Quale miglior regista di Steven Spielberg poteva dirigere un concentrato di elementi cult degli anni ’80 ’90 quale è “Ready Player One”?
Il best seller di Ernest Cline, nel 2010 ha sdoganato definitivamente la cultura “nerd” e “geek”, contribuendo in maniera sostanziale ad una vera e propria rivoluzione culturale.
Il film è ambientato in Columbus, Ohio, in un 2045 dove il distacco economico e sociale è ai massimi livelli e la maggior parte della popolazione vive in condizioni di estrema povertà, in baraccopoli fatiscenti che ricordano le favelas brasiliane. Per fuggire da questa triste realtà tutti si connettono ad OASIS, un universo virtuale dove i limiti sono imposti solo dall’immaginazione.
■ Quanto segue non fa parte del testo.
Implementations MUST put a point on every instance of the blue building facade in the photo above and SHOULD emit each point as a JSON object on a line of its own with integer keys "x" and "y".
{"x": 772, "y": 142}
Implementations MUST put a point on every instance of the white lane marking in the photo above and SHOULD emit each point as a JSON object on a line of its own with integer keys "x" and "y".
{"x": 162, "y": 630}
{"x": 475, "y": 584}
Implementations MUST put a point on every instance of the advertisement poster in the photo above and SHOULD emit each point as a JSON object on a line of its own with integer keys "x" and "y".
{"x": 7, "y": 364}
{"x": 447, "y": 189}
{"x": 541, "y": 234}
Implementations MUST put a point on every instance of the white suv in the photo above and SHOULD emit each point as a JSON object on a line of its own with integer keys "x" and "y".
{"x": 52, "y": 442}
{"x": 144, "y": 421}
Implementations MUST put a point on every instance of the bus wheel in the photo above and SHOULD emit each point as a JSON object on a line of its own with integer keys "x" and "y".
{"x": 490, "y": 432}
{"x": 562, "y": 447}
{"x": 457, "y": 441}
Quando il creatore di OASIS, l’eccentrico James Halliday (Mark Rylance), muore, lascia all’interno del gioco un “Easter Egg”, una sorta di premio nascosto, che garantirà il controllo completo del mondo virtuale a chi lo troverà. Per farlo però bisogna decifrare complessi indovinelli, cercando le risposte nel passato di Halliday e nel suo amore per la cultura pop.
La creazione di avatar, l’immersione completa in un mondo fittizio grazie alla realtà virtuale e la fuga da una realtà che non ci appartiene, sono tutte tematiche che nel corso degli ultimi anni sono state grandemente approfondite, tanto nei videogiochi quanto nel cinema. Ecco perché a prima vista “Ready Player One” ci sembra peccare un po’ di originalità, rispetto quantomeno alla sua controparte letteraria, uscita quasi un decennio fa. Nonostante questo però Spielberg riesce a tenere elevata l’attenzione dello spettatore, tanto che guardando il film ci sembra quasi di sfrecciare nelle pieghe dello spazio-tempo sulla DeLorean di “Doc”. Veloce e supersonico, il film è un nostalgico “ritorno al passato”, tra citazioni ed elementi cult che compongono la vera anima del film.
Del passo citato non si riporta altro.